Abstract

Cowden syndrome is an inherited disease characterized by mucocutaneous lesions, gastrointestinal hamartomatous polyposis and an increased risk of breast, thyroid and endometrial carcinomas. Despite well described phenotypic expression of this disease, it is not easy to determine correct clinical diagnosis. In this case report we present a clinical history of a patient with Cowden syndrome. When he was 22 years old, he was found to have polyposis of gastrointestinal tract. The diagnosis of Peutz-Jeghers syndrome was established. Owing to intensive belly spasms, as a 36-year-old he was sent to another gastroenterological department where the thorough gastrointestinal tract examination was performed. We found glycogenic acanthosis of the esophagus; diffuse polyposis with large polyps within the stomach, and polyposis with small polyps in duodenum, colon, and rectum. We also noted the presence of excessive mucocutaneous papillomatosis of the lips and subtle skin lesions.

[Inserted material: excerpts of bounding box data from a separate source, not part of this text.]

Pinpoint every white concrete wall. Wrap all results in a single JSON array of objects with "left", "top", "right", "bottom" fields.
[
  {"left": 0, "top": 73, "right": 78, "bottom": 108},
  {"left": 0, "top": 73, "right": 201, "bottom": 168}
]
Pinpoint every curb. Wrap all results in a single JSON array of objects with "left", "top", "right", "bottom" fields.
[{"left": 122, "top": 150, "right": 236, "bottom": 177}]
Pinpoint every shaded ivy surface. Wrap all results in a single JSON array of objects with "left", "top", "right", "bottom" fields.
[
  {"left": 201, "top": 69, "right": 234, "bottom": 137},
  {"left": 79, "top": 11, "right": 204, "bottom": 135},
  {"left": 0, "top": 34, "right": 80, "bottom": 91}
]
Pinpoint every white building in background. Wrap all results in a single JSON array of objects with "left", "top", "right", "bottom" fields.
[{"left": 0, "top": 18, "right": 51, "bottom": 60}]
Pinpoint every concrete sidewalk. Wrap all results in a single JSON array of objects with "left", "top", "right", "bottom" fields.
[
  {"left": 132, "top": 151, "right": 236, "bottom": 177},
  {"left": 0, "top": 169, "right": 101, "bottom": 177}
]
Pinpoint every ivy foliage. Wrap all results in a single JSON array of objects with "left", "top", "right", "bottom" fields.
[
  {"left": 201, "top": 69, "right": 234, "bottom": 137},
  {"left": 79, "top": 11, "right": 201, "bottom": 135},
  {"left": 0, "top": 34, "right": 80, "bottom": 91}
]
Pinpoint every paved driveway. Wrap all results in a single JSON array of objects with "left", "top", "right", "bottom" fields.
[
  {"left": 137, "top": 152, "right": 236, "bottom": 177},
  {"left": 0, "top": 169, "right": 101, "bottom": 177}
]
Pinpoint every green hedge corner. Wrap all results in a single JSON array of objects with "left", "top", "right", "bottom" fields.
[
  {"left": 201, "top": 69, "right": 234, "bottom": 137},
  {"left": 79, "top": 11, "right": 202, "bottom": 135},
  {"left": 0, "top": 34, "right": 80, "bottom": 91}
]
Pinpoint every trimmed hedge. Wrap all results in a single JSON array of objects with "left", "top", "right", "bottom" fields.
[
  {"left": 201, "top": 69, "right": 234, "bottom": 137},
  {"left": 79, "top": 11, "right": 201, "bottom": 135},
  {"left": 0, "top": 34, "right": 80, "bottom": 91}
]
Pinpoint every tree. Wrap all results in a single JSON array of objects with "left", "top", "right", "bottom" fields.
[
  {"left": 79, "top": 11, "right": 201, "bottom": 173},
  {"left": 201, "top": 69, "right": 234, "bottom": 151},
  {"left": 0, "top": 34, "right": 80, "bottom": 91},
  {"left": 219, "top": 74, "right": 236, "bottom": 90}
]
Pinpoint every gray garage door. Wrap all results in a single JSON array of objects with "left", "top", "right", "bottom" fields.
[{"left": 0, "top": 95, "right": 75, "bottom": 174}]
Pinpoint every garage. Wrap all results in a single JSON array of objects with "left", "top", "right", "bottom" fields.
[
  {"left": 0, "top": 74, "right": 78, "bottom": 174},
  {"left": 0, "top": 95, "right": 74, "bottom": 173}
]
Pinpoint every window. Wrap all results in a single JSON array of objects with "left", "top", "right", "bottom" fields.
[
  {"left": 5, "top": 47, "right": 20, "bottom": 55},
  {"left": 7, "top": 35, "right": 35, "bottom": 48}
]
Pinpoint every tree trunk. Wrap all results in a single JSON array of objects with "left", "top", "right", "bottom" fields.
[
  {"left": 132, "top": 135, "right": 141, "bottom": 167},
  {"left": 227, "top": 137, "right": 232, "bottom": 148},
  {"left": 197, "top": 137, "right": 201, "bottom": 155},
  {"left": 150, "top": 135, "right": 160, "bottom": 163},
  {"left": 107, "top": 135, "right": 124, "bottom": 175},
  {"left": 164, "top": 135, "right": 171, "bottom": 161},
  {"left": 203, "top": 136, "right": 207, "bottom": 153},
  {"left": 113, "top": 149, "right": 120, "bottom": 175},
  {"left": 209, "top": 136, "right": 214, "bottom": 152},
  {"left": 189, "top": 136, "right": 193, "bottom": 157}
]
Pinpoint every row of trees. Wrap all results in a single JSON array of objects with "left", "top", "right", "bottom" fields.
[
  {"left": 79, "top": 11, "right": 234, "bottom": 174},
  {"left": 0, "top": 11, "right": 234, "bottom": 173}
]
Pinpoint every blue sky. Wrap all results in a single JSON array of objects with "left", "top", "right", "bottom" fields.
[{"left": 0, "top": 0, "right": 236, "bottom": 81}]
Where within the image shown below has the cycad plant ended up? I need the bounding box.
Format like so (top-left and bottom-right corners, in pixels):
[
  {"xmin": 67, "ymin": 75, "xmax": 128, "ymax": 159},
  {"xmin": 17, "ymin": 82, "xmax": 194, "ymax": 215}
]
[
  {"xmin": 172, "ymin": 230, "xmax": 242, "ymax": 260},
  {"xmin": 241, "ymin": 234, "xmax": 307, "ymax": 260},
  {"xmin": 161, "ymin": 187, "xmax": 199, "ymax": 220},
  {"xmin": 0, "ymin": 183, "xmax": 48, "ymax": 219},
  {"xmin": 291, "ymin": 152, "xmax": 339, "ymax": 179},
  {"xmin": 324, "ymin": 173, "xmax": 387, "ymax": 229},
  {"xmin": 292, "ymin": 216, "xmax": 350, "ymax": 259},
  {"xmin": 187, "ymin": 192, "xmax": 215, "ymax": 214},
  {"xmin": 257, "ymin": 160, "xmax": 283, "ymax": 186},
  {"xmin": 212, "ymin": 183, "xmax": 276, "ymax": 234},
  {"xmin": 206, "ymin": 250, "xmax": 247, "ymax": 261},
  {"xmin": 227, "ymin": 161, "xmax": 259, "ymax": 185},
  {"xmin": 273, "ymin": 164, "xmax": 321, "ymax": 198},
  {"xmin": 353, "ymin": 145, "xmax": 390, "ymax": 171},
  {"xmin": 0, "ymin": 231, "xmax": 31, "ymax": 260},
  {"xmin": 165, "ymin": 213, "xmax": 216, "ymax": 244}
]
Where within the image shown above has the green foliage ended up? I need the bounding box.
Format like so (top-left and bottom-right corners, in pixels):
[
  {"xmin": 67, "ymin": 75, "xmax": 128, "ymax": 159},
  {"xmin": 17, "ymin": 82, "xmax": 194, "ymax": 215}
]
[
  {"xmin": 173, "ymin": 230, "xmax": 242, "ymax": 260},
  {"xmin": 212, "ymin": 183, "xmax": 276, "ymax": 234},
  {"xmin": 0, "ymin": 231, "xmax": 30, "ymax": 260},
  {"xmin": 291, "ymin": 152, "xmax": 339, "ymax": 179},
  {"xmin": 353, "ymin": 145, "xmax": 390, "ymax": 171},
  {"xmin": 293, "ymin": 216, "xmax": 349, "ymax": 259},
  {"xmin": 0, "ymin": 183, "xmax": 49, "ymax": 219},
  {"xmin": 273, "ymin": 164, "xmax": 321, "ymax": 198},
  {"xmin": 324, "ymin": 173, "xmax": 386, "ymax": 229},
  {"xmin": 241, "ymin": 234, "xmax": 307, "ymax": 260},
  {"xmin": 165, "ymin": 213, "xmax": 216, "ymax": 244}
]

Possible Cowden syndrome diagnosis was suggested. The same year he underwent plastic operation of the lips. During surgery, diffuse nodularity of the trachea was also noted. After plastic operation and assessment of Cowden syndrome as a possible diagnosis, he was recommended for a genetic examination. Diagnosis of Cowden syndrome was confirmed by sequencing analysis of the PTEN gene (phosphatase and tensin homolog deleted on chromosome 10). We found 'c.825_840delAAATACATTCTTCATA' deletion. This case affirmed that, for establishment of a correct diagnosis, especially for rare clinically overlapping syndromes, molecular testing is usually the only reliable method.